A top prosecutor in Illinois is kicking off an effort to expunge thousands of low-level marijuana convictions in her county.
Cook County State Attorney Kim Foxx filed motions in a court on the Chicago’s Southwest Side on Wednesday to vacate more than 1,000 low-level cannabis convictions issued to people who possessed less than 30 grams of marijuana. The move came less than a month before recreational marijuana becomes legal in the state.
Foxx issued the petitions to Chief Judge Timothy Evans, who granted the request to expunge the convictions from court records, The Associated Press reported.
“Today, we made history and took the first step in the single largest and most equitable piece of criminal justice reform Illinois has ever seen,” Foxx said in a statement.
She added in a video shared on Twitter that “clearing these convictions will reopen the door to employment, education housing and so many other opportunities for those who have previously been left out.”

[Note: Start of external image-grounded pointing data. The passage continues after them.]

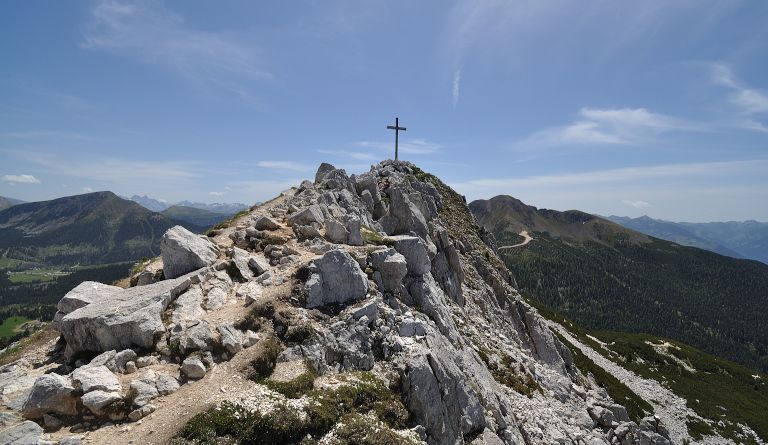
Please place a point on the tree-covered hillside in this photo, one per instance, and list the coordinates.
(712, 302)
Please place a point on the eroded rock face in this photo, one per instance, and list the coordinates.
(51, 393)
(183, 252)
(127, 318)
(336, 278)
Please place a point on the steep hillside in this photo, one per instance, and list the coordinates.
(351, 310)
(192, 215)
(631, 282)
(93, 228)
(8, 202)
(677, 233)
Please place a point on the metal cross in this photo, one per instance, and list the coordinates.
(397, 129)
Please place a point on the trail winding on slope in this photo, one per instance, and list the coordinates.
(527, 239)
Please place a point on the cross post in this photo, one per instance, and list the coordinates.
(397, 129)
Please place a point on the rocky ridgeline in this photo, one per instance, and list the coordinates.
(389, 274)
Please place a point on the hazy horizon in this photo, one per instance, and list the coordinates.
(618, 108)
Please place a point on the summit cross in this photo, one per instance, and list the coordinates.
(397, 129)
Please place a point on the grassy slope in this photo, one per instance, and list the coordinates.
(717, 390)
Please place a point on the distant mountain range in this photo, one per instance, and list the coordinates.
(608, 277)
(6, 202)
(738, 239)
(94, 228)
(158, 206)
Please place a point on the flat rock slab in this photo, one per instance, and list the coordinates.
(124, 319)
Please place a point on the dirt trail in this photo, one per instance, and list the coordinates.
(527, 239)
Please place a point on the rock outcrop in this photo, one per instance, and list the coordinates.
(383, 272)
(183, 252)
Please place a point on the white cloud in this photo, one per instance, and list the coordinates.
(411, 147)
(284, 165)
(606, 127)
(748, 100)
(20, 179)
(456, 85)
(636, 204)
(150, 33)
(356, 155)
(623, 176)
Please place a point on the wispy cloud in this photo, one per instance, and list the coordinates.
(621, 175)
(152, 34)
(20, 179)
(284, 165)
(411, 147)
(748, 100)
(606, 127)
(356, 155)
(456, 86)
(636, 204)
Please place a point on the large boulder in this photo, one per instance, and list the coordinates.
(51, 393)
(415, 252)
(82, 295)
(336, 278)
(126, 319)
(183, 252)
(391, 267)
(312, 214)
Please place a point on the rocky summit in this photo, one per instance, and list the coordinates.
(365, 309)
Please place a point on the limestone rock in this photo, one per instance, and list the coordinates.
(25, 433)
(322, 171)
(241, 258)
(95, 378)
(97, 400)
(266, 223)
(52, 393)
(336, 278)
(391, 267)
(312, 214)
(183, 252)
(129, 318)
(193, 368)
(415, 252)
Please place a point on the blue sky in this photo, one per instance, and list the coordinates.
(611, 107)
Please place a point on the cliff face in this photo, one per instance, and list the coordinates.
(379, 277)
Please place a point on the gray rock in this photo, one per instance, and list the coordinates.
(322, 171)
(51, 393)
(259, 264)
(97, 400)
(391, 268)
(193, 368)
(241, 258)
(335, 232)
(312, 214)
(199, 337)
(183, 252)
(415, 252)
(336, 278)
(128, 318)
(95, 378)
(189, 305)
(166, 384)
(266, 223)
(82, 295)
(25, 433)
(123, 357)
(230, 338)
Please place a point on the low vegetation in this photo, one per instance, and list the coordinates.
(362, 412)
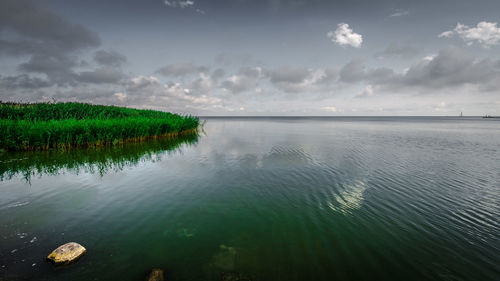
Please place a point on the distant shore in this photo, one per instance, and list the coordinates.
(41, 126)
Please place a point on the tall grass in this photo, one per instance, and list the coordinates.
(64, 125)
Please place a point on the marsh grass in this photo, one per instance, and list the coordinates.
(42, 126)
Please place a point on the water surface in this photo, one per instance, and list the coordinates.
(271, 198)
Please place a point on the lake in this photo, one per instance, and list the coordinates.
(387, 198)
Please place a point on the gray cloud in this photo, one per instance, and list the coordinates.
(22, 81)
(354, 71)
(289, 74)
(451, 67)
(40, 30)
(246, 79)
(101, 75)
(181, 69)
(49, 41)
(109, 58)
(397, 51)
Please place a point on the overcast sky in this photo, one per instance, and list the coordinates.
(243, 57)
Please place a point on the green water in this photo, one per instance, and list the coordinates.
(270, 198)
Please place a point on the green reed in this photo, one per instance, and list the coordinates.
(64, 125)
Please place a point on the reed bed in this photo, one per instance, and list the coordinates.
(42, 126)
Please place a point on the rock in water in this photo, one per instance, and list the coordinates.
(156, 275)
(67, 253)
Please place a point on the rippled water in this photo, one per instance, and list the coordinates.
(270, 198)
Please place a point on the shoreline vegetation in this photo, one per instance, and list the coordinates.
(43, 126)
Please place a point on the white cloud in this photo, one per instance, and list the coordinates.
(182, 4)
(399, 13)
(486, 34)
(344, 35)
(329, 108)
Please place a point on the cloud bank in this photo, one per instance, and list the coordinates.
(344, 36)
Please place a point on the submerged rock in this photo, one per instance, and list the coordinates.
(156, 275)
(66, 254)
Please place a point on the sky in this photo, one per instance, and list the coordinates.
(256, 58)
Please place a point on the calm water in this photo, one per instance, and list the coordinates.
(271, 198)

This was an important day for justice and equity in Cook County – I want to tell you why we did it. pic.twitter.com/fG0aoA1Ic4
— State’s Attorney Kim Foxx (@SAKimFoxx) December 11, 2019
Illinois Gov. J. B. Pritzker (D) in June signed legislation to make Illinois the 11th state, including Washington, D.C., to legalize recreational marijuana. The Cannabis Regulation and Taxation Act, which is set to go into effect on Jan. 1, will require the courts to expunge records for minor marijuana offenses.

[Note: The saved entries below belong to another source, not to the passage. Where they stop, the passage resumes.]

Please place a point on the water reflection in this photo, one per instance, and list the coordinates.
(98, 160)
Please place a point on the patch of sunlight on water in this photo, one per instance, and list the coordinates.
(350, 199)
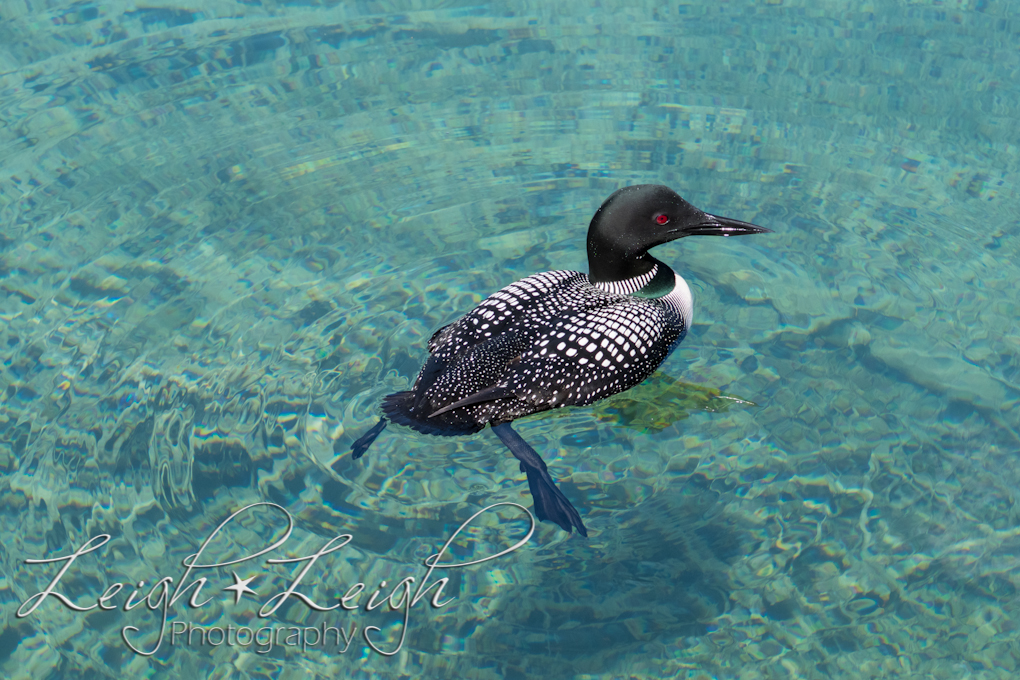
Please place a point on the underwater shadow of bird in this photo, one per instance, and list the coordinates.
(562, 338)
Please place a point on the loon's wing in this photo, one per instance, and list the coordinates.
(590, 355)
(524, 302)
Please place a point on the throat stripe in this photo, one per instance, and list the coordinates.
(628, 285)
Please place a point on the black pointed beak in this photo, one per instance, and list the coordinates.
(713, 225)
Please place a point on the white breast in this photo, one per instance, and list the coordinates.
(681, 300)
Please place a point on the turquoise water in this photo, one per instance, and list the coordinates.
(226, 232)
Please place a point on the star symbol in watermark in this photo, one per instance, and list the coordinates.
(240, 587)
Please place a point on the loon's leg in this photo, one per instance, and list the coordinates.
(361, 446)
(550, 504)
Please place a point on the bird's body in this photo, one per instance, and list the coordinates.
(546, 342)
(562, 337)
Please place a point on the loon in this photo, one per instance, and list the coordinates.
(562, 337)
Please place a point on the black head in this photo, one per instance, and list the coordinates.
(636, 218)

Residents will soon be permitted to possess up to 30 grams of cannabis flower, 500 milligrams of THC in a cannabis-infused product such as an edible and 5 grams of cannabis concentrate.
The Marijuana Policy Project has said that 770,000 state residents would be eligible to have their marijuana-related offenses expunged.
Foxx’s office will reportedly use technology developed by the non-profit organization Code For America to evaluate eligibility of defendants to have marijuana-related convictions expunged. Defendants will be notified by email or letter once their convictions have been removed from their record, AP noted.
Individuals who were convicted of possessing more than 30 grams of marijuana will be required to file a petition individually to get their records expunged.
“The time for justice is now, especially for communities of color who have long been disproportionately impacted by minor cannabis convictions and the failed war on drugs,” Foxx added in a separate tweet.